"Let me see book!"
Astonished at the now unexpected request, Eric handed him the much bethumbed volume over which he had struggled so hard. The old man skimmed through its pages, nodding his head from time to time and mumbling in a satisfied way. Then, like a man driving in a nail, he pounded Eric with question after question. He seemed to be asking them from the book, but Eric knew that none of the problems had their origin in it, for they dealt with the work he had been doing in the little cottage by the sea. Yet to almost every one the boy returned a correct answer, or at least, one which was correct in its approach. For two long hours the puzzle-maker questioned him, without ever a minute's let up. At the end of it, Eric was as limp as a rag. At last the old man laid down the book.

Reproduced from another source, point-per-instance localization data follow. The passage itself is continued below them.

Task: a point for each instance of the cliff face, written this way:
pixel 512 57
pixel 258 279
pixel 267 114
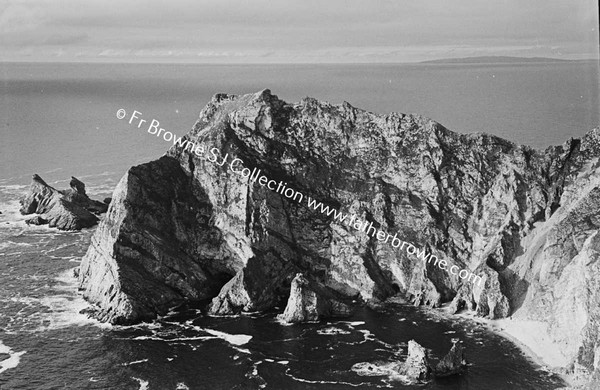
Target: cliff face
pixel 185 228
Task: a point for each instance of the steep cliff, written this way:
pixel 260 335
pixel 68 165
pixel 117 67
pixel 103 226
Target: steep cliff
pixel 191 227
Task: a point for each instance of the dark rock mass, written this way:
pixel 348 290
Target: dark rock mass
pixel 453 363
pixel 187 227
pixel 310 301
pixel 70 209
pixel 416 366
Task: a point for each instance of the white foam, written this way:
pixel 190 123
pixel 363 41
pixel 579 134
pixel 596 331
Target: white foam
pixel 324 382
pixel 235 339
pixel 14 358
pixel 332 330
pixel 143 383
pixel 135 362
pixel 65 307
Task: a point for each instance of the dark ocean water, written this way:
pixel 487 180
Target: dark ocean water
pixel 51 346
pixel 59 120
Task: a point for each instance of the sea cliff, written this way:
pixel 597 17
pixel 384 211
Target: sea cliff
pixel 182 228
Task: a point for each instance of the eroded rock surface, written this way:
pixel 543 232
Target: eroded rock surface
pixel 185 228
pixel 453 363
pixel 70 209
pixel 311 302
pixel 416 366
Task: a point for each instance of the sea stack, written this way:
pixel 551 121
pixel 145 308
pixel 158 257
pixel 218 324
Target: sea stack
pixel 70 209
pixel 184 228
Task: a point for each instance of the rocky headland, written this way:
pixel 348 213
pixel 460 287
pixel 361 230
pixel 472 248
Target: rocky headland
pixel 69 209
pixel 182 228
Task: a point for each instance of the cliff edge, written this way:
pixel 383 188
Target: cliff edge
pixel 188 227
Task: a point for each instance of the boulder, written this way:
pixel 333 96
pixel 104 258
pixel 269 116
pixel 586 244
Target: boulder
pixel 193 226
pixel 416 366
pixel 453 363
pixel 71 209
pixel 309 301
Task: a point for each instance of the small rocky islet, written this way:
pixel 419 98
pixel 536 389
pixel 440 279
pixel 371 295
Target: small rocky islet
pixel 182 229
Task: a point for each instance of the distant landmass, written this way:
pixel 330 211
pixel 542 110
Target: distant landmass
pixel 492 60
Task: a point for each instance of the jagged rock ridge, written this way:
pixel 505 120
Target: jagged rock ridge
pixel 181 227
pixel 69 209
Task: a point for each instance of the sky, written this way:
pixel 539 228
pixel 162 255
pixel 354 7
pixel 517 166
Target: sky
pixel 302 31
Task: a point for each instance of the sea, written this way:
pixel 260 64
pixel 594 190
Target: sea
pixel 59 120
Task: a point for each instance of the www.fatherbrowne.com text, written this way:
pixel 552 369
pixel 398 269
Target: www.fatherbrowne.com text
pixel 237 166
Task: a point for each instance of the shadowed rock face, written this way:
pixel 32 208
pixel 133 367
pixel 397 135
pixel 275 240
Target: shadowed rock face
pixel 70 209
pixel 310 301
pixel 184 228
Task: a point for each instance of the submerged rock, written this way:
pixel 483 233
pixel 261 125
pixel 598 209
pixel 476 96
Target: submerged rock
pixel 453 363
pixel 416 366
pixel 311 302
pixel 70 209
pixel 193 226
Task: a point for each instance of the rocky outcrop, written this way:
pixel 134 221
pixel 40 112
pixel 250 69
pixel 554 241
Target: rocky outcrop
pixel 453 363
pixel 70 209
pixel 416 366
pixel 190 226
pixel 311 302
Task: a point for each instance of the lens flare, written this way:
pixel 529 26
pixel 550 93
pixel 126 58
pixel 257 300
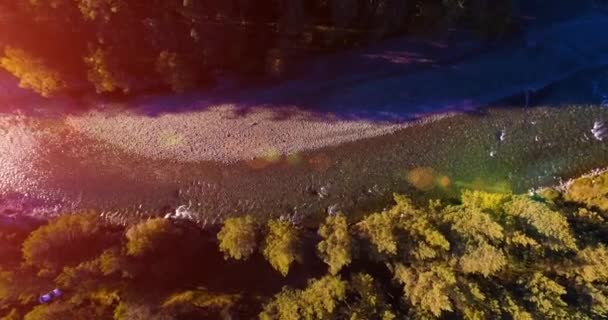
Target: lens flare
pixel 422 178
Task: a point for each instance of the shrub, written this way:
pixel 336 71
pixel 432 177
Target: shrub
pixel 238 237
pixel 32 72
pixel 83 233
pixel 336 247
pixel 281 246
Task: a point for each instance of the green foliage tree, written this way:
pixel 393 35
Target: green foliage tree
pixel 590 191
pixel 12 315
pixel 336 247
pixel 379 229
pixel 238 238
pixel 552 225
pixel 546 295
pixel 483 200
pixel 471 223
pixel 369 302
pixel 428 290
pixel 484 259
pixel 281 246
pixel 103 72
pixel 32 72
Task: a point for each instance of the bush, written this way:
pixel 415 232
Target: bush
pixel 281 246
pixel 238 237
pixel 32 72
pixel 151 236
pixel 83 233
pixel 336 247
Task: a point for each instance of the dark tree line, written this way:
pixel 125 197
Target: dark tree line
pixel 121 46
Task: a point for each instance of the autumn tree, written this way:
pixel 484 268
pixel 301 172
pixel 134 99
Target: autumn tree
pixel 238 237
pixel 552 225
pixel 33 72
pixel 85 234
pixel 151 236
pixel 281 246
pixel 176 71
pixel 320 300
pixel 336 247
pixel 103 72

"When your examination is?" he asked.
"Next June," the boy replied.
"You can pass him now."
Eric stared at the old man with wild surprise in his gaze and with a down-dropped jaw.
"But I haven't even started on the second half of the book," he said. "And I've got to do it all!"
"You pass him now," was the quiet answer. "The second part—you have done him, too. Learn rules, if you like. No matter. You know him. See!"
He showed the very last set of examples in the book and Eric recognized problems of the kind he had been doing, all unwitting to himself.
"Mathematics not to learn," he said, "he is to think. You now can think. To know a rule, to do sum—bah! he is nothing! To know why a rule and because a sum—he is much. You do him."